MR-Z. Nothing is written. But the longer the adaptation takes, the more we blame our farmers. Either we tackle the root causes of agriculture’s vulnerability to a changing climate, a changing economic and geopolitical context, the evolution of consumer practices and values, the necessary exit from fossil fuels, and the destruction of biodiversity; or we decide to fix things and condemn ourselves to chasing crises that will weaken the agricultural world more and more.

Faced with the dangers ahead and the scale of the turmoil already underway, some are giving up, saying “it will be too late.” Contrary to popular belief, would you say that optimism is needed to combat global warming?

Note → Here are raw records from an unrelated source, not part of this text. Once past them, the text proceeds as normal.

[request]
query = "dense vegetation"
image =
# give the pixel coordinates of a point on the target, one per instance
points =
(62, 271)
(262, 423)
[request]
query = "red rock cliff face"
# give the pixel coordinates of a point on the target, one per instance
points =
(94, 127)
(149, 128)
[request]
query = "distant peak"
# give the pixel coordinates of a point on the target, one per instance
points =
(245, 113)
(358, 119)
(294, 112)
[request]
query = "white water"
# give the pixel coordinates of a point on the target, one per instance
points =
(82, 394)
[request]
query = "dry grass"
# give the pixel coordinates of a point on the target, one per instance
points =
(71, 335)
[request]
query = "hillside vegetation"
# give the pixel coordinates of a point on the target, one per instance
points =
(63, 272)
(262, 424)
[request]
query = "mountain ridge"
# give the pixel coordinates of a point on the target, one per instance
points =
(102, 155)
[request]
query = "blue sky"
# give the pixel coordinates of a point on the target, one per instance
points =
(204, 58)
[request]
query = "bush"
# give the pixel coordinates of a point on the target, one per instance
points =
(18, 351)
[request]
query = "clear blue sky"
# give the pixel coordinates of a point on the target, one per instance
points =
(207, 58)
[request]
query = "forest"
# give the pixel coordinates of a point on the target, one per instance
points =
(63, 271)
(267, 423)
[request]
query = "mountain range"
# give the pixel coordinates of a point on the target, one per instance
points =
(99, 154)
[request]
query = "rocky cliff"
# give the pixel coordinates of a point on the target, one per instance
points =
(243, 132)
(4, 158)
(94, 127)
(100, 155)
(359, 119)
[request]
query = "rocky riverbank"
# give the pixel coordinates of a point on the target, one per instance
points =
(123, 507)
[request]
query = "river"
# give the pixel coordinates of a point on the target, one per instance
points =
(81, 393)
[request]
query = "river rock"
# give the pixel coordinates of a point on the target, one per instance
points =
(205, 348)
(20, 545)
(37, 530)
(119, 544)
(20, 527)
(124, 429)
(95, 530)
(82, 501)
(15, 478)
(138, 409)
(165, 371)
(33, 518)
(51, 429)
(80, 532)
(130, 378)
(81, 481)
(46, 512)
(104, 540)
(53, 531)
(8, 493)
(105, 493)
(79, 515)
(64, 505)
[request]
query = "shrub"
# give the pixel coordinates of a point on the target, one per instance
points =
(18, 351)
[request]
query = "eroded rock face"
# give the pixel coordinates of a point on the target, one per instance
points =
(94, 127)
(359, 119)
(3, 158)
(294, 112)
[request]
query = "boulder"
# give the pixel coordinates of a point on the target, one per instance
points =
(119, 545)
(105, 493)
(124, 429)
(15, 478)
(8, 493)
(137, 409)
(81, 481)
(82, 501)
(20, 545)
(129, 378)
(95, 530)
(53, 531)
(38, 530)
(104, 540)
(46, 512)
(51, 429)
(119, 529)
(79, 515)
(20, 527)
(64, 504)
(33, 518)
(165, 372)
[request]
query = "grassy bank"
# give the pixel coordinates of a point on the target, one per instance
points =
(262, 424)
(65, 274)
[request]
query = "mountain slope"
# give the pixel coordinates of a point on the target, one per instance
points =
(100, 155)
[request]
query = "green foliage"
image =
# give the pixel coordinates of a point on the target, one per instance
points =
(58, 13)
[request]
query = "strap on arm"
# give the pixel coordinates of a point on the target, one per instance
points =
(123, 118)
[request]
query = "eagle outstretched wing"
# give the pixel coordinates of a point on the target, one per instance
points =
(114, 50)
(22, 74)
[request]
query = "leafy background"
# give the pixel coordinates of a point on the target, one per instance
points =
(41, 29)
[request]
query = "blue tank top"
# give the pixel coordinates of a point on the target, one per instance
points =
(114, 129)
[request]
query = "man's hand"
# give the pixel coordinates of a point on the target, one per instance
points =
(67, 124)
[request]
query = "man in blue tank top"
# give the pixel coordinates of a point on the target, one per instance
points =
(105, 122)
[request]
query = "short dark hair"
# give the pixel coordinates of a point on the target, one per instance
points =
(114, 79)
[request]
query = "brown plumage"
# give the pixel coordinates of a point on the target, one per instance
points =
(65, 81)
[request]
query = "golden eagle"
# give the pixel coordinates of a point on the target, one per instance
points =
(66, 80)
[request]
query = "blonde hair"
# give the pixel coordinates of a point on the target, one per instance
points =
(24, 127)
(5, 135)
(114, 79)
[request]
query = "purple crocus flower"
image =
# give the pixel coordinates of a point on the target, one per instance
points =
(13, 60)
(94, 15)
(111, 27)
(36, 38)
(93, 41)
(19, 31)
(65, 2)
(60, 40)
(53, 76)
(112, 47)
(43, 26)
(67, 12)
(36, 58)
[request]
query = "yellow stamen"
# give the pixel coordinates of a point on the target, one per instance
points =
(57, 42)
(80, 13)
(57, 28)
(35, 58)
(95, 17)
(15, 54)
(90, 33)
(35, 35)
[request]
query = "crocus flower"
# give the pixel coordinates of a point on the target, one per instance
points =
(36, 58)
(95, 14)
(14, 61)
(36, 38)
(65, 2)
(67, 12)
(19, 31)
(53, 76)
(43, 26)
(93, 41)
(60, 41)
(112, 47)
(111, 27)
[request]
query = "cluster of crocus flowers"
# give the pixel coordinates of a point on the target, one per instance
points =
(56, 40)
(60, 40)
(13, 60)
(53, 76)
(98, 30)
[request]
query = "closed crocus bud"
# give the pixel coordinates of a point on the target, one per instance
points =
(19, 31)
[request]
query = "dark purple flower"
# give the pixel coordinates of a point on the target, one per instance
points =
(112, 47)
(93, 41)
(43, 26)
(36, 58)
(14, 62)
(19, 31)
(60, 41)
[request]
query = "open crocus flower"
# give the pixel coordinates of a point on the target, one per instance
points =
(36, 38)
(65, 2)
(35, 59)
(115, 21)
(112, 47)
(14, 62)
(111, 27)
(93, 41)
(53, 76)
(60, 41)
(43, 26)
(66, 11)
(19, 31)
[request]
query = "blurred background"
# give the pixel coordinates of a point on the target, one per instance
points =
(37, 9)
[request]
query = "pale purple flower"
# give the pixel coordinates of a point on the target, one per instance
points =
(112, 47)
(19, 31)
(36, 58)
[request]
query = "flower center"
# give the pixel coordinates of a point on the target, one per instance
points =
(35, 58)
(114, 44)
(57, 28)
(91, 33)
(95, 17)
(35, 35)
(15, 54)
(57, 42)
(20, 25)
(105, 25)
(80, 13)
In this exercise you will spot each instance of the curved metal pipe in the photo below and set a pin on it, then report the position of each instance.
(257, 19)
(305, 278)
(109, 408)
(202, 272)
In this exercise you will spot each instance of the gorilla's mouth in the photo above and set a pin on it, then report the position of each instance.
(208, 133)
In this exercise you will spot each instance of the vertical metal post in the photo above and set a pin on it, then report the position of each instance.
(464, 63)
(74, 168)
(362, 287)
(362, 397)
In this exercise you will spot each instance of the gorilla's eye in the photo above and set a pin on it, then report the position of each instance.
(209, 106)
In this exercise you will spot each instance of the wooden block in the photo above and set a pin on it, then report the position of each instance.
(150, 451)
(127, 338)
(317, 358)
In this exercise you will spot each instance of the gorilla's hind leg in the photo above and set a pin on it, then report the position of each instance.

MR-Z. Of course! Solutions are known, effective, applicable, evaluated, available. Globally, capital is available and sufficient, as long as the investments are directed in a direction that works. It is scientifically proven that inaction costs more than action, and a fair and therefore tested and fairly accompanied transition will benefit purchasing power, health, employment, housing, education, quality of life. Each fraction of an additional degree of warming increases the risks exponentially. Each tenth of a degree counts. It is not too late to avoid disaster and build a livable future for all today. And we are not talking about the end of the century, but the next two decades.